Monday, February 19, 2007

John Hodgen: A Poet In Search of Grace.

John Hodgen: A Poet in search of “Grace.”

John Hodgen lives in Shrewsbury, Mass., holds a M.A. in English from Assumption College, and teaches at Mt. Wachusset Community College, Assumption College, and the Worcester Art Museum.

He has won the Grolier Poetry Prize, the Yankee Magazine Poetry Prize, and most recently the Donald Hall Poetry Prize.

He has been widely published both in magazines and anthologies. His most recent poetry collection is titled: “Grace.”

I talked with him on my Somerville Community Access TV Show “ Poet to Poet: Writer to Writer.”

Doug Holder: Both you and your daughter Christie Hodgen are the recipients of prestigious writing awards. Is there a run of writers in your extended family?

John Hodgen: Christy as far as I can see, is the only one to win the AWP in fiction, and has an old man who won one in poetry. I know there is something there; there is some kind of connection. She’ll send me something she is working on, and I will feel there is some kind of flow, a rhythm. Some things she has written I feel I could have written too. She’s a pretty talented writer. I don’t know how she does what she does. She started writing for me. I was her advanced placement teacher in high school. Now she is a novelist and even writes essays. I don’t know any other writers in our family’s ancient past. My dad wrote a few things in high school that were published.

DH: Some say the writing life is a curse, some say a blessing. What’s your take?

JH: I’ve heard that you grow up with that awareness. Depression, alcoholism, and suicide are something we attach to poets. There is a curse and blessing. If you are a gifted kid, you are looking at things with eyes wide open---which most of us may not be looking at. You have to look at the hard things—it could put you in danger—but you have to be able to pull back.

DH: Many of your poems dealt with your father, who died suddenly at a factory he worked at during the night shift. Did his untimely demise spur you on to be a poet?

JH: I foolishly told my father at age fifteen, to go to hell. It turned out that he died a week later. And we hadn’t said a word to each other since I told him to go to hell. I struggled with that. At the time I thought I killed him. As he had that heart attack, and lay on that boiler room floor for four hours, I often tortured myself with the thought that this was the last interaction he had with me. I thought the weight of that he took with him. You start looking for words to heal, bring something better. You look for words that are not a curse but perhaps a blessing.

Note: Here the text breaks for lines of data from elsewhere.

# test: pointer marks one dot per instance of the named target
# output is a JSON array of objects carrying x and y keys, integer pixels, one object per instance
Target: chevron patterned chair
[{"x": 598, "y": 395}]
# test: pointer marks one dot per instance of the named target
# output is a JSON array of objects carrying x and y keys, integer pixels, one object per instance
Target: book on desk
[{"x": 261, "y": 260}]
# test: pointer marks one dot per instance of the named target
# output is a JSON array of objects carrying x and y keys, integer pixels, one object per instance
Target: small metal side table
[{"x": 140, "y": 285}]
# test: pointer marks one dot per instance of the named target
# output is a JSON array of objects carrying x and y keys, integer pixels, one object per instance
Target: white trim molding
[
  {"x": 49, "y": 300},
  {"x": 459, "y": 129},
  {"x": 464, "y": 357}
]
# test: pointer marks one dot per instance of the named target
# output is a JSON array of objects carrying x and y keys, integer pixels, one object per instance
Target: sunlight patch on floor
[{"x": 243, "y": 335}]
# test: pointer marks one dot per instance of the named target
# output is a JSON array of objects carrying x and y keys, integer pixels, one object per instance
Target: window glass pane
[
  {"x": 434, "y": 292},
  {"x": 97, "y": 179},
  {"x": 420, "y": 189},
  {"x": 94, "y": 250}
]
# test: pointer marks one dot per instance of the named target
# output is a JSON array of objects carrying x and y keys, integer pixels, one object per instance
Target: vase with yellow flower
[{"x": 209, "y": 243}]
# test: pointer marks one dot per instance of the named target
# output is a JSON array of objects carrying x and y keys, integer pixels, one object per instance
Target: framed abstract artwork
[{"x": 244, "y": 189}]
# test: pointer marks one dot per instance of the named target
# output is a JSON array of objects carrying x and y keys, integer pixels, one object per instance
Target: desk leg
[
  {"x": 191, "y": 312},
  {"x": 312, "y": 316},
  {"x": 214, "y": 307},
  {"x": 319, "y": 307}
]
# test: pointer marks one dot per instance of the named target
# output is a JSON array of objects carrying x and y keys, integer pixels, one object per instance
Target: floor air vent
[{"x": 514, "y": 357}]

DH: If your father could read these poems you wrote about him; how would he receive them?

JH: I think he would be proud. That’s easy to say. He was proud of the papers that I brought home as a kid. He valued writing—he would be proud. He read all the time. He urged me to read Carl Sandburg’s trilogy for instance.

DH: In your poem “Forgiving Buckner” you use the fateful fielding error Bill Buckner made in the ’86 series between the Mets and the Soxs. You write:

“The world is always rolling between our legs,
It comes for us, dribbler, slow roller,
humming its goat song, easy as a pie.”

Do you always have the sense that things slip away in life, just before you realize their beauty, their significance?

JH: We are all Buckners. We lose that every day. We should smell the coffee and the roses, but we don’t—we rush—we miss them. There are poems I haven’t gotten to yet, but I better get to. I know the clock is ticking. There are some poems from basic training that I want to write.

DH: Why do so many writers have a fascination with the game of baseball?

JH: It has it all. The dream, the heart break, the beauty. The beauty of a well-made play. I know more and more writers who have something to say about the game.

DH: In your poem “The Sound that the Earth Makes” you write:

I do not know where the old men go
when they walk out alone in the night.
I know they must carry the weight of their lives
in the curl of their sullied and empty hands…

that they stand by themselves in the darkness
That they hold what is in them for as long as they can…

to where they are going, to where they remember,
to the endless river of stars.”

When did you write this poem? Is this a young man’s poem for an old man? Now that you are closer to that “endless river of stars” does this poem ring true?

JH: It’s an old poem. I know I felt at the time that was what an old man’s pain must be; or what he dreams. The poem sounds right. I remember my father going out on the lawn, looking up at the sky, and telling me about all the constellations. His silences were as important as anything he was saying. I had a sense how strongly my father was drawn to the sky.

DH: You went from teaching high school to teaching college. How was that transition?

JH: The kids were just wonderful in high school. I used to go up to Gardner, Mass. to teach one college course a week because my mother was living up there. I wanted to find out what it was like teaching at that level, and I just kept doing it. When I retired from teaching I joined a writer’s group in Worcester, Mass... The head of the English Dept. of Assumption College was a member of the group, and asked if I could teach. So I did. It has been great.

DH: Can poetry writing be taught?

JH: I think you can encourage anyone with talent. You can tell them what you know.

DH: What is the poetic life for you?

JH: I think we have a sense of even through our suffering we are given a gift. The poetic life is to find the gift and give it back

Doug Holder/Ibbetson Update/ Feb. 2007/ Somerville, Mass.